Phillip William Read,  (1 January 1939 – 6 October 2022) was an English professional motorcycle racer.  He competed in Grand Prix motorcycle racing from 1961 to 1976. Read is notable for being the first competitor to win world championships in the 125 cc, 250 cc and 500 cc classes. Although he was often overshadowed by his contemporary, Mike Hailwood, he won seven FIM Grand Prix road racing world championships. 

In the 1979 Birthday Honours, Read was appointed Member of the Order of the British Empire (MBE) "for services to motor cycle racing". He was named an FIM Legend in 2013 for his motorcycling achievements.

Early years

Born in the large Bedfordshire town of Luton on 1 January 1939, Read was a keen road-rider and worked as an apprentice fitter at Brown and Green, a Luton manufacturer of industrial machinery. His first road machine was a Velocette KSS which he started on at the UK legal-minimum riding age of sixteen in 1955, followed by a BSA Gold Star DBD32. He started amateur short-circuit racing in 1958 on a Duke BSA Gold Star. In 1960 he won the Junior Manx Grand Prix on a Manx Norton at record speed followed by the Junior (350cc) TT race in 1961. He placed second in the 350cc and 500cc races at the 1961 North West 200 in Northern Ireland on Manx Nortons.

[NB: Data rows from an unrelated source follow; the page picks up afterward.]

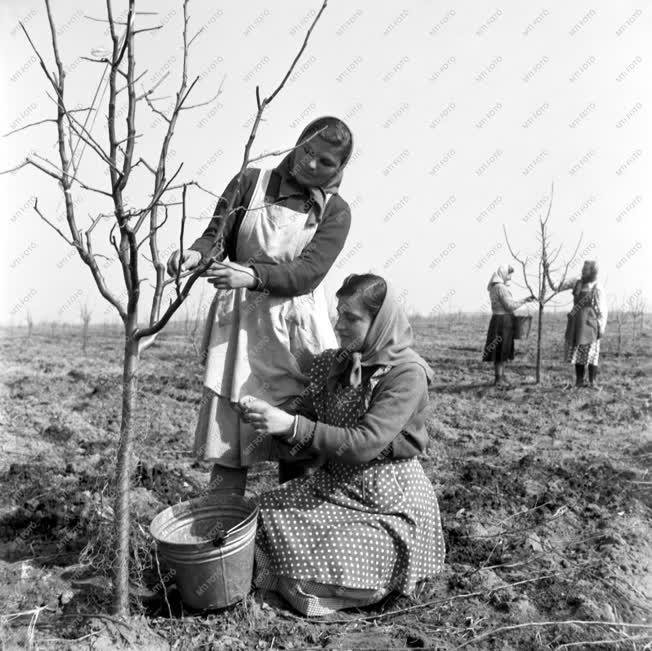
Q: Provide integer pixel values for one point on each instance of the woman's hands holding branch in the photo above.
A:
(230, 275)
(264, 418)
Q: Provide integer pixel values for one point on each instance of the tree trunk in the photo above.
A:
(123, 477)
(539, 333)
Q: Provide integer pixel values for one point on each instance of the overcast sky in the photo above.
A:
(463, 114)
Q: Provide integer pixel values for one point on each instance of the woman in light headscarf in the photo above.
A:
(367, 522)
(586, 324)
(269, 316)
(499, 347)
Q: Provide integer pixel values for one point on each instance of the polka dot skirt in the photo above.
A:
(373, 527)
(584, 353)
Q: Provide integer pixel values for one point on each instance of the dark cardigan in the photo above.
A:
(304, 273)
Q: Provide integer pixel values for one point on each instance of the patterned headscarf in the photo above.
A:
(591, 267)
(388, 342)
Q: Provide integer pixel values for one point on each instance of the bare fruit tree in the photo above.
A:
(132, 227)
(538, 283)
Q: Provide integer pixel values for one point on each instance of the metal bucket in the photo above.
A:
(522, 325)
(208, 543)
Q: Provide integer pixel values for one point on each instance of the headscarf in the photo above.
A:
(318, 194)
(592, 268)
(501, 275)
(388, 343)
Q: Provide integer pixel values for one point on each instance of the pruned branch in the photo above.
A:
(49, 223)
(298, 56)
(181, 233)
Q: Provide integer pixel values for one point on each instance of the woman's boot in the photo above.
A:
(593, 376)
(227, 480)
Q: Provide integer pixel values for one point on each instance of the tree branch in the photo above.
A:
(523, 264)
(298, 56)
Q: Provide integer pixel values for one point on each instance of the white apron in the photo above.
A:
(256, 343)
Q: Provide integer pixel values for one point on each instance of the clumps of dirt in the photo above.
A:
(57, 433)
(170, 485)
(51, 510)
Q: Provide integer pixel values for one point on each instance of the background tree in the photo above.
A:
(85, 315)
(538, 283)
(30, 324)
(132, 227)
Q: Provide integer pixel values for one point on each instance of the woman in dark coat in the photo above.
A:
(499, 347)
(586, 323)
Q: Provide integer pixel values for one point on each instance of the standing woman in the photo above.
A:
(499, 347)
(586, 324)
(269, 316)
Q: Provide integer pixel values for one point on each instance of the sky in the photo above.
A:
(463, 113)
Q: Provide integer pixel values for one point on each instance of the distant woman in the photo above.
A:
(367, 522)
(586, 324)
(499, 347)
(269, 316)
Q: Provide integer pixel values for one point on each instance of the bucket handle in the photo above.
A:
(220, 535)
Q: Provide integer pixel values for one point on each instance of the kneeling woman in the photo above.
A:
(366, 523)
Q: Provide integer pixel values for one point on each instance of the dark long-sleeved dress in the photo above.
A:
(499, 346)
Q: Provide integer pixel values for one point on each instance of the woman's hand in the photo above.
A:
(186, 259)
(264, 418)
(230, 275)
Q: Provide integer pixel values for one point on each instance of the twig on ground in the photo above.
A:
(569, 622)
(434, 602)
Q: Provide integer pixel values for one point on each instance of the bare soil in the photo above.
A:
(544, 493)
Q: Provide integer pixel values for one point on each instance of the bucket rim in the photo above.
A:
(176, 511)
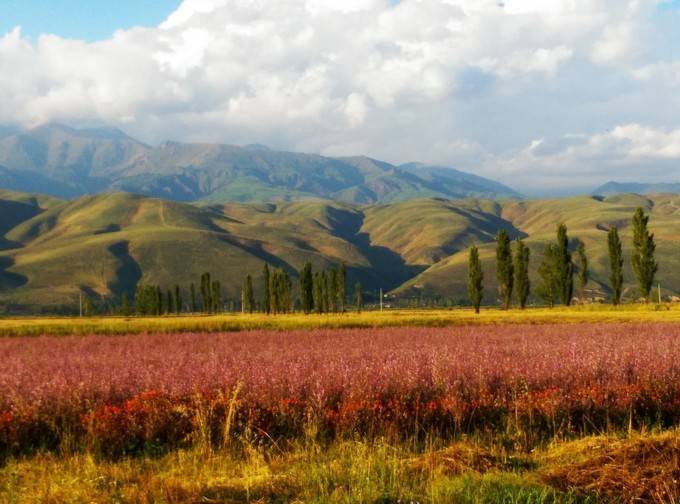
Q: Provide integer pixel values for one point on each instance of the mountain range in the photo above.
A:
(51, 248)
(66, 162)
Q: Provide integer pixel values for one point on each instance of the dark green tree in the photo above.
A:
(206, 293)
(125, 305)
(159, 301)
(178, 300)
(318, 292)
(582, 271)
(358, 301)
(564, 267)
(504, 268)
(521, 267)
(306, 288)
(248, 295)
(266, 295)
(342, 278)
(547, 287)
(192, 298)
(332, 279)
(216, 297)
(615, 265)
(644, 264)
(475, 279)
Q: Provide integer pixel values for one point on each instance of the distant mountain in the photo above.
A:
(68, 162)
(611, 188)
(105, 245)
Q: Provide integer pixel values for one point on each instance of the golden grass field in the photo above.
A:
(637, 313)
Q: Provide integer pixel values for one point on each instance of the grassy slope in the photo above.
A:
(107, 243)
(588, 219)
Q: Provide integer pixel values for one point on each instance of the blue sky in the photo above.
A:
(545, 95)
(83, 19)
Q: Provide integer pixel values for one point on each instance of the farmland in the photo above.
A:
(488, 412)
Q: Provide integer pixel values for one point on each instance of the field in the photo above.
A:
(529, 411)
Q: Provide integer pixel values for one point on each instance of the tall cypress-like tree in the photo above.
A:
(332, 279)
(475, 279)
(266, 293)
(192, 298)
(248, 295)
(615, 265)
(216, 297)
(306, 288)
(125, 305)
(644, 264)
(206, 293)
(504, 268)
(358, 300)
(158, 308)
(178, 300)
(342, 278)
(582, 271)
(564, 267)
(547, 288)
(317, 282)
(521, 267)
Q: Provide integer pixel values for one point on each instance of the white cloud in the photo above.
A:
(465, 82)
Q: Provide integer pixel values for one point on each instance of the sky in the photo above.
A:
(547, 96)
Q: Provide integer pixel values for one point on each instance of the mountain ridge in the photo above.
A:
(69, 162)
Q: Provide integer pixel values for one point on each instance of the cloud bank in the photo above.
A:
(540, 94)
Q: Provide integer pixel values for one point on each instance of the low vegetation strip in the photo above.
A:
(59, 326)
(126, 395)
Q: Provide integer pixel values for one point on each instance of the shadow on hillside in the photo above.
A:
(128, 273)
(9, 280)
(389, 269)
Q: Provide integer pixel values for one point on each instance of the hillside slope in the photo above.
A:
(68, 162)
(50, 249)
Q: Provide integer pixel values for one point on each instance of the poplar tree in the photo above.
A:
(564, 267)
(332, 279)
(342, 277)
(475, 279)
(216, 296)
(547, 287)
(206, 292)
(644, 264)
(178, 300)
(248, 295)
(266, 296)
(582, 272)
(318, 292)
(125, 305)
(306, 288)
(358, 301)
(504, 268)
(615, 265)
(521, 267)
(192, 298)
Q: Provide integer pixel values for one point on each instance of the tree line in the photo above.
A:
(559, 267)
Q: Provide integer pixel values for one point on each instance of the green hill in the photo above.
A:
(50, 249)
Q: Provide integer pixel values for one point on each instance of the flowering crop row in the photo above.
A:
(132, 393)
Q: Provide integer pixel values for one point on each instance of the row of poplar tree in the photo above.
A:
(558, 267)
(319, 292)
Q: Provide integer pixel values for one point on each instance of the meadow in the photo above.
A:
(524, 412)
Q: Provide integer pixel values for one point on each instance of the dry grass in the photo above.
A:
(390, 318)
(640, 469)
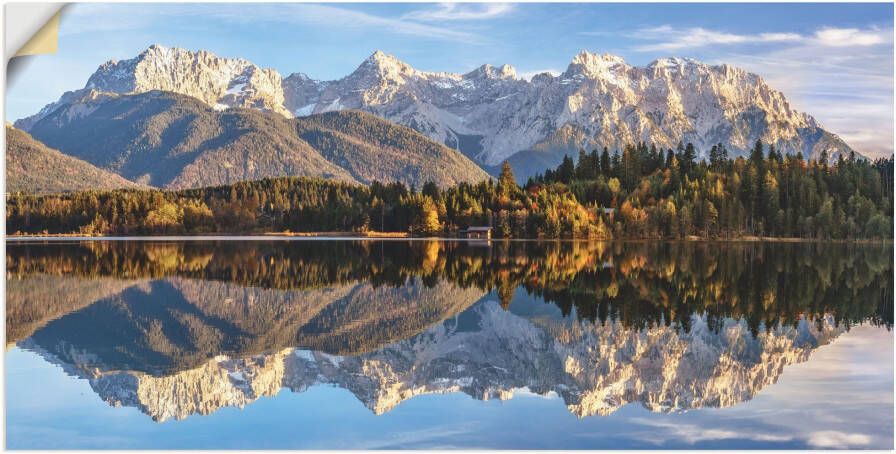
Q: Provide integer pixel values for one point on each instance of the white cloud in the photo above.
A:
(662, 431)
(528, 75)
(842, 37)
(832, 439)
(666, 37)
(90, 18)
(669, 38)
(461, 11)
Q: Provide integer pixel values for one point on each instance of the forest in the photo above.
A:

He was a two-time winner of the Thruxton 500 endurance race in 1962 and 1963 riding Syd Lawton's Norton Dominator 650SS machines.

In 1963, the up and coming Read was temporarily drafted-in to fill Derek Minter's absence in the Scuderia Duke Gilera Grand Prix team, as Minter had been seriously injured in May at Brands Hatch after a last-lap accident when dicing for the lead with Dunstall rider Dave Downer, after which Downer died.

The 1963 Isle of Man Senior TT was won by Mike Hailwood on an MV, while the Duke team came 2nd (John Hartle) and 3rd (Read). In the following Dutch TT at Assen, the finishing order was: 1st (Hartle), 2nd (Read), with Mike Hailwood's MV retiring in the 500cc class. Read came second to Hailwood in the Belgium GP 500cc race. Minter recovered and returned in time to reclaim his team place for the next event, the Ulster GP at Dundrod in August. The Scuderia Duke Gilera Grand Prix team disbanded at the end of 1963.

Two stroke years
During the mid-1960s Yamaha had prolific riders in Read, Canadian Mike Duff and later Bill Ivy. In 1964, Read gave Yamaha their first world title when he won the 250cc class. He would repeat as champion the following year. For 1966, Yamaha would introduce a new, four cylinder 250cc bike. Teething problems with the new engine meant he would lose the crown to Hailwood. In 1967 he would battle Hailwood on his six-cylinder Honda all the way to the final round. They would end up tied but, Hailwood took the crown due to having five wins to Read's four. Read took over from Frank Perris in 1967 as representative for the Grand Prix Riders' Association.<ref name ="MC">Motor Cycle, 16 February 1967, p. 209 Racing Line by David Dixon. Read takes over from Perris. "Speaking from his Guernsey home, where he has a boat retailing business, Phil is just as anxious as Frank to keep the association going. Copies of the constitution are available from Phil Read, Hakone, Pleinmont Road, Tortegal, Guernsey, Channel Islands". Accessed and added 1 November 2014</ref>

The 1968 season proved to be controversial for Read. The Yamaha factory had wanted Read to concentrate on winning the 125cc title and teammate Bill Ivy to take the 250cc crown. After winning the 125cc championship, Read decided to disobey team orders and fight Ivy for the 250cc title. They finished the season tied in the points and Read was awarded the championship based on elapsed times. It proved a costly decision for Read, as Yamaha would never offer him another ride.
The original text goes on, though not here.